Types of SAT Encodings
There are three different types of SAT Encodings planned in conjure oxide. Of these, only Logarithmic Encodings have been implemented thus far. The three types are these:
- Direct Encodings
- Logarithmic Encodings
- Order Encodings
Each type of encoding has pros and cons, and a different one may be selected based on the type of constraint problem.
SATInt Expression
All encodings are stored using the same SATInt expression type. This expression type holds: an enum specifying the encoding, a bitvector of boolean expressions (these can be literals, variables, or complex operations), and the domain of the integer. This expression cannot be created through parsing and should only be created by SAT rules.
Logarithmic Encoding
The base principle is quite simple: encode an integer as a bitvector. This allows us to represent integers as a series of boolean constraints – one for each bit.

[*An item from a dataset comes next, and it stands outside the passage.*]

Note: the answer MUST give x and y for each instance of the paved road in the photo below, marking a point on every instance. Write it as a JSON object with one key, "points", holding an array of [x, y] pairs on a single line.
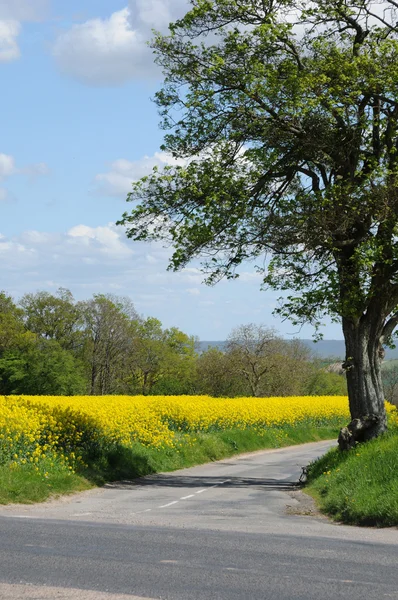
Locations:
{"points": [[231, 530]]}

For example, the integer ‘6’ can be represented in binary as ‘0110’. We can then represent this as (P = 0 ∨ 1, Q = 0 ∨ 1, R = 0 ∨ 1, S = 0 ∨ 1). The connection that is missing, however, is that this isn’t actually a representation of a constraint problem, but of a solution to a problem.
Direct Encoding
Direct encodings are the most straightforward type of encoding - it involves creating a vector of boolean variables, one corresponding to each member of the domain. Only one of these variables can be true at a time, and it is the one corresponding to the value of the integer.
Order Encoding
Order follows the same principle as direct encoding, but instead of each boolean variable ‘specifying’ a value in the way that direct encodings do, each bit specifies whether the integer corresponding to it is less than or equal to the integer variable’s value.
Why have multiple types of encoding?
Only logarithmic encodings are currently implemented in conjure-oxide. We’re planning to include other encodings such as direct and order encodings. This is motivated by their potential advantages over the log encoding in some cases.
Direct encodings should perform well for equality-heavy constraints but may scale poorly with larger domains or inequalities. Logarithmic encodings are expected to handle inequalities more efficiently. Order encodings are often viewed as a compromise, potentially balancing these trade-offs.
Performance Comparison
The choice of encoding significantly impacts performance depending on the constraint types used.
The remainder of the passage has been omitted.